Zum nächsten Tag verlagerte sich das Tiefdruckgebiet PETRA bis über die Nordostküste Norwegens. Der Kerndruck erhöhte sich zu 02 Uhr MESZ deutlich auf knapp 1000 hPa. Die Okklusion hatte sich verkürzt und dennoch eine Ausdehnung von ca. 1000 km vom Tiefdruckzentrum bis zum Okklusionspunkt, welcher östlich der Halbinsel Kola zu verorten war. Die kurze Warmfront verlief bis nördlich der russischen Stadt Perm und verband sich dort mit der Kaltfront eines unbenannten, schwachen Tiefdruckgebietes. Die Kaltfront erstreckte sich vom Okklusionspunkt aus nach Südwesten über Wilna bis nördlich von Prag. Im Nordwesten Russlands gab es in der Nähe des Okklusionspunkts örtlich leichte Niederschläge. Auf der Halbinsel Kola wurde durch die Drehrichtung des Tiefs gegen den Uhrzeigersinn Feuchtigkeit vom Nordmeer herangeführt, sodass dort 24-stündig 16 mm Niederschlag fiel. Weiter südöstlich gab es an der Station Koslan 19 mm und in Pinega 12 mm Regen. Entlang des Frontensystems der Warmfront wurden in Kombination mit dem anderen Tiefdruckgebiet ebenfalls bis zu 18 mm in Saran-Paul gemeldet.

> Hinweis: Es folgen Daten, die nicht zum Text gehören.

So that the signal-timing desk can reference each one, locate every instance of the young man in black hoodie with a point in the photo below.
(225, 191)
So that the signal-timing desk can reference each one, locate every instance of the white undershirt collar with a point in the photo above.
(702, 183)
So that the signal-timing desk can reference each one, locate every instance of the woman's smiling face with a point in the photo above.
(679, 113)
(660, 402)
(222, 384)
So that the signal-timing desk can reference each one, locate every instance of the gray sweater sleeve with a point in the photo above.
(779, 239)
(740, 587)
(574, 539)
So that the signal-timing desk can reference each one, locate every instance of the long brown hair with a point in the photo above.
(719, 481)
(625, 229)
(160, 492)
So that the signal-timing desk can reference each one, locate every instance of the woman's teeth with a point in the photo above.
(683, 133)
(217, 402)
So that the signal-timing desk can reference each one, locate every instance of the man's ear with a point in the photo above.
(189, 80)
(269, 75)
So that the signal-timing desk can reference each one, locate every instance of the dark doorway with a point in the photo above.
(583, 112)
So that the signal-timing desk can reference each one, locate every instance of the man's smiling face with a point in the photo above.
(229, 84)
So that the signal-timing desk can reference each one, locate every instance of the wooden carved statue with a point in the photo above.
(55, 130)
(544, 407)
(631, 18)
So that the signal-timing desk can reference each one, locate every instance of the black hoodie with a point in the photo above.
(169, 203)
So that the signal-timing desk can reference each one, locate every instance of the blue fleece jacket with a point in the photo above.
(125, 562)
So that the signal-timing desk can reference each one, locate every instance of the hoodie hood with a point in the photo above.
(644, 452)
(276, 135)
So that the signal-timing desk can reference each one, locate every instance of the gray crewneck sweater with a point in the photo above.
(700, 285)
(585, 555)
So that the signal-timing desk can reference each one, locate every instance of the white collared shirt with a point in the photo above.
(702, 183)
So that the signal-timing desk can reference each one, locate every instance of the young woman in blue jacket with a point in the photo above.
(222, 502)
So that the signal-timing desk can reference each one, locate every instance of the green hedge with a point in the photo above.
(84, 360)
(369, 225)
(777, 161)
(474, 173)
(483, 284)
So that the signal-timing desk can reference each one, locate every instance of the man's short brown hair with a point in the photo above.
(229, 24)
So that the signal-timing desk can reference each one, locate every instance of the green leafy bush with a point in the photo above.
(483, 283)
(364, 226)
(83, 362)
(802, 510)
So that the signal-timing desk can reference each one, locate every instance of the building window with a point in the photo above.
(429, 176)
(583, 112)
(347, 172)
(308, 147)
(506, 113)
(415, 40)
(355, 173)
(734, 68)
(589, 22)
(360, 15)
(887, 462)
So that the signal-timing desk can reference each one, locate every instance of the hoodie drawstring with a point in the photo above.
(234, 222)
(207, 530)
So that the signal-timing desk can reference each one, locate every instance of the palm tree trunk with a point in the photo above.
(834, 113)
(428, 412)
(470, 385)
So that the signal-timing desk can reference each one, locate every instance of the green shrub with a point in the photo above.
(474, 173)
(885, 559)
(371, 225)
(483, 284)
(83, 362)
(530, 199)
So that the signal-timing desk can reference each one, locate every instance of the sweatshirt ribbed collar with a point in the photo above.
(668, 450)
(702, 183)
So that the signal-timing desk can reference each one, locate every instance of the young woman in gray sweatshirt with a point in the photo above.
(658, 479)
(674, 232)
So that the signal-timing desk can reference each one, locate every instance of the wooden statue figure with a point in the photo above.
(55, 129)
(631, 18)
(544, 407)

Am 20.10. befand sich Zyklone PETRA mit ihrem Zentrum bereits nördlich von Perm und damit im Grenzgebiet Europas zu Asien. Der Kerndruck hatte sich kurzzeitig nochmals um 5 hPa auf unter 995 hPa verstärkt. Die Warmfront verlief nach Südosten und verließ östlich des Urals den Kartenausschnitt der Berliner Wetterkarte. Die Kaltfront erstreckte sich nach Südwesten bis südwestlich von Warschau, wurde aber von zwei Antizyklonen flankiert, sodass kaum Niederschlag beobachtet werden konnte. In den nächsten Tagen verlagerte sich Zyklone PETRA immer weiter nach Osten und verließ endgültig den europäischen Raum.